Accidental activists tackle climate change
Anoop Mahajan Anoop Mahajan | 05 Dec, 2018
NEWS ABOUT CLIMATE change tends to focus on relatively visible changes in vulnerable but remote regions such as the Antarctic and Arctic. Unfortunately, climate change is no longer a phenomenon that affects only far off places. Mary Robinson, the first woman president of Ireland, serving from 1990 to 1997, highlights the adverse effects of it on ordinary people, and those who have decided to do something about it.
Robinson served as the United Nations High Commissioner for Human Rights from 1997 to 2002 and had moved to New York to start a new organisation called Realizing Rights: The Ethical Globalization Initiative after her first grandchild was born. Holding her newborn grandson, she asked herself: ‘What world would he inherit—one fit to happily live in, or a world on the brink of despair due to humanity’s obsession with fossil fuels and over-consumption?’
Over the next few years, while advancing the cause of fundamental human rights to food, safe water, health, etcetera, in addition to political and civil rights, she met several people who shared two characteristics: they were not affluent, and their lives had been changed drastically by global warming. Robinson rightly concluded that climate change, human rights, justice and equality are all interlinked.
By 2016, when Robinson was attending United Nations Climate Change Conferences, she had realised that climate change was not a scientific abstraction but a man-made phenomenon that impacted us all. She understood that while industrialised nations build their economies on the backs of fossil fuel, the poorest of the world were suffering the most. Climate change was gradually changing weather patterns, steadily causing greater food shortages, resulting in further poverty that imperilled decades of developmental advances. In 2017, while Donald Trump withdrew the US from the Paris Agreement (a multilateral diplomatic achievement which attempted to limit global warming), Robinson had understood clearly that to advocate the rights of the most vulnerable, we would have to pay more attention to our world’s changing climate.
This book shares the personal stories of individuals and several grassroots activists whose lives have been altered by climate change. It includes a collection of inspiring stories of ordinary women who have become ‘agents of change’. There are stories of a beauty salon owner who lost her business to Hurricane Katrina; activists from Chad; a woman from the European Union’s last nomadic tribe, the Saami; a lady from Vietnam who works on forest preservation; an Australian skincare entrepreneur who tackles plastic waste; and the president of the island nation of Kiribati who has helplessly watched his country disappear as sea levels rose. The power of the book is that it tells of people turning into accidental activists and helping tackle this global issue through local actions.
The focus of the book is not only on the effects of climate change, but on climate justice. This is brought out through the story of a miner in Canada who raises the question of a ‘just’ transition and how fossil fuel workers too can be victims of climate change.

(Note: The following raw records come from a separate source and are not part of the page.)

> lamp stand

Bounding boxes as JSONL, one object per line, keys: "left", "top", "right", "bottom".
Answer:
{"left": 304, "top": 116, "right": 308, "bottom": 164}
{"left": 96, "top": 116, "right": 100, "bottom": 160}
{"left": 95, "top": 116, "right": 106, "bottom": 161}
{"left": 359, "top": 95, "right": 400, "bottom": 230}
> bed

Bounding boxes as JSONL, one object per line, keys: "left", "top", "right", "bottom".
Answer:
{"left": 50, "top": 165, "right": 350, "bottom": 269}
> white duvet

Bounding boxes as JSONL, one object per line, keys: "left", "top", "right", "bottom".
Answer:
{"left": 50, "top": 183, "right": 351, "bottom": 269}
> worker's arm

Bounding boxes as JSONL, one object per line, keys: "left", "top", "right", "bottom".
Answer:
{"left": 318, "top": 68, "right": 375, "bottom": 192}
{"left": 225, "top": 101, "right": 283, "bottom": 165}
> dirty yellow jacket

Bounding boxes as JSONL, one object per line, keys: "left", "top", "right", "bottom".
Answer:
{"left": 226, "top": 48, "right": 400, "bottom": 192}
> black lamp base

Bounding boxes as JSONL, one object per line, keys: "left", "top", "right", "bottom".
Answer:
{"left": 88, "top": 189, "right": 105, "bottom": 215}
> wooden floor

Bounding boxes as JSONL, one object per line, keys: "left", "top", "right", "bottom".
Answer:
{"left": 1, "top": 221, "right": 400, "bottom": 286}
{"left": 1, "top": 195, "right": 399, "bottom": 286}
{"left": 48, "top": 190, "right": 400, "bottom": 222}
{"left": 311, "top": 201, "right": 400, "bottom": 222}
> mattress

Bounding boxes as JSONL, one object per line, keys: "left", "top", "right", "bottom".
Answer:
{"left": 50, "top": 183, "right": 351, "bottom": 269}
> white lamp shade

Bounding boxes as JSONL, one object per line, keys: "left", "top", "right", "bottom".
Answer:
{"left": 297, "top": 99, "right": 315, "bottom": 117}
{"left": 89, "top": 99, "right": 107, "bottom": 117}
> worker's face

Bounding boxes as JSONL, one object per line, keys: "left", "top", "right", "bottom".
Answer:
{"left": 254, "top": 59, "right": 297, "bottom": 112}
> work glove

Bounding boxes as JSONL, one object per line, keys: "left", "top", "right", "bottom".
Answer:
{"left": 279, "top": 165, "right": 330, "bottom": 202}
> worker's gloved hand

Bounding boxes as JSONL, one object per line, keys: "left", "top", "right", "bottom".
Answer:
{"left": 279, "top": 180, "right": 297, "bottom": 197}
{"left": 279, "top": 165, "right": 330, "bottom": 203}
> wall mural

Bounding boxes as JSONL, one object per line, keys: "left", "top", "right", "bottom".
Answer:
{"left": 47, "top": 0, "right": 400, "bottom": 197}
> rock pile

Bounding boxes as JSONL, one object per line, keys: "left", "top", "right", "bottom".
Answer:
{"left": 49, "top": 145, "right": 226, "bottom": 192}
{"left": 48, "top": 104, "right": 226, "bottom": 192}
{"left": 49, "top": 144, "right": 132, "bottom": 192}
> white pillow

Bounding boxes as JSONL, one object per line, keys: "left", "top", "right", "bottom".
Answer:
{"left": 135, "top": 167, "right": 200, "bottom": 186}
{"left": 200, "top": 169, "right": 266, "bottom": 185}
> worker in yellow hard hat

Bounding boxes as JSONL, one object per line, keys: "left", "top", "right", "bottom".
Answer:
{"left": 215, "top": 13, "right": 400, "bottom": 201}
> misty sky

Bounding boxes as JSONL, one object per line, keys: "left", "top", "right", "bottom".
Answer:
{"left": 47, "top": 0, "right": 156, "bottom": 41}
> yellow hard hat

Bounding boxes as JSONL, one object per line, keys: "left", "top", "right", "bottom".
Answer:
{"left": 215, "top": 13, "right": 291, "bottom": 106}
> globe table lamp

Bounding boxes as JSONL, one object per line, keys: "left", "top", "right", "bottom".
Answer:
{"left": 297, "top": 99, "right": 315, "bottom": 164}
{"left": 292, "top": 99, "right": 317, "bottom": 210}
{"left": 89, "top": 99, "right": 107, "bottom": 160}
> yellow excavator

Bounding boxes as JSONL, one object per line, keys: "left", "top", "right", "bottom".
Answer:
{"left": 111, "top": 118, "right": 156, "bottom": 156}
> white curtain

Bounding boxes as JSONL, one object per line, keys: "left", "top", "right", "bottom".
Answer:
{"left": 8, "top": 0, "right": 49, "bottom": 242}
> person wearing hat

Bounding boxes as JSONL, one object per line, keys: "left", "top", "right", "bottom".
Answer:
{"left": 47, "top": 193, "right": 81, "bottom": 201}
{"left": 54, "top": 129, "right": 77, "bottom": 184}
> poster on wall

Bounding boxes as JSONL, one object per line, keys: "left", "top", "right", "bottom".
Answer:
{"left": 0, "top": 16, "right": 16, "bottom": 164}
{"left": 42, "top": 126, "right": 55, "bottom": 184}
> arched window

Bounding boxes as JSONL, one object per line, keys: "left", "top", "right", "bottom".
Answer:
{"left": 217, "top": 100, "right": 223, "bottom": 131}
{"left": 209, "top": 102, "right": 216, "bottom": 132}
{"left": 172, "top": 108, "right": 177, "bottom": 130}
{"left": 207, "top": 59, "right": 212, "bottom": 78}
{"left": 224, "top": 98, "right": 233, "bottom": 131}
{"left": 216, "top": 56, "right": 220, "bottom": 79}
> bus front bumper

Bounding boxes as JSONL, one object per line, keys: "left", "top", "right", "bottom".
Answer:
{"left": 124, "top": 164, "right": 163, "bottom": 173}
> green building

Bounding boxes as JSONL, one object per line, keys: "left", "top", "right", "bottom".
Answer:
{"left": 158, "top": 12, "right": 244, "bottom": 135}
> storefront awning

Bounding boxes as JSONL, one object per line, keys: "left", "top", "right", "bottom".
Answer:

Climate Justice helps readers understand why we must all take responsibility for the impact of our actions on the environment, and how we can reduce our carbon footprints, through stories of individuals who have achieved it. It highlights the idea that individual action can grow into a global idea and together we can combat the biggest threat that our planet is facing. It is written in a logical and candid style that puts across a powerful message in a compassionate manner and leaves us feeling hopeful, bringing a much needed ‘human’ touch to one of the most pressing issues of our times.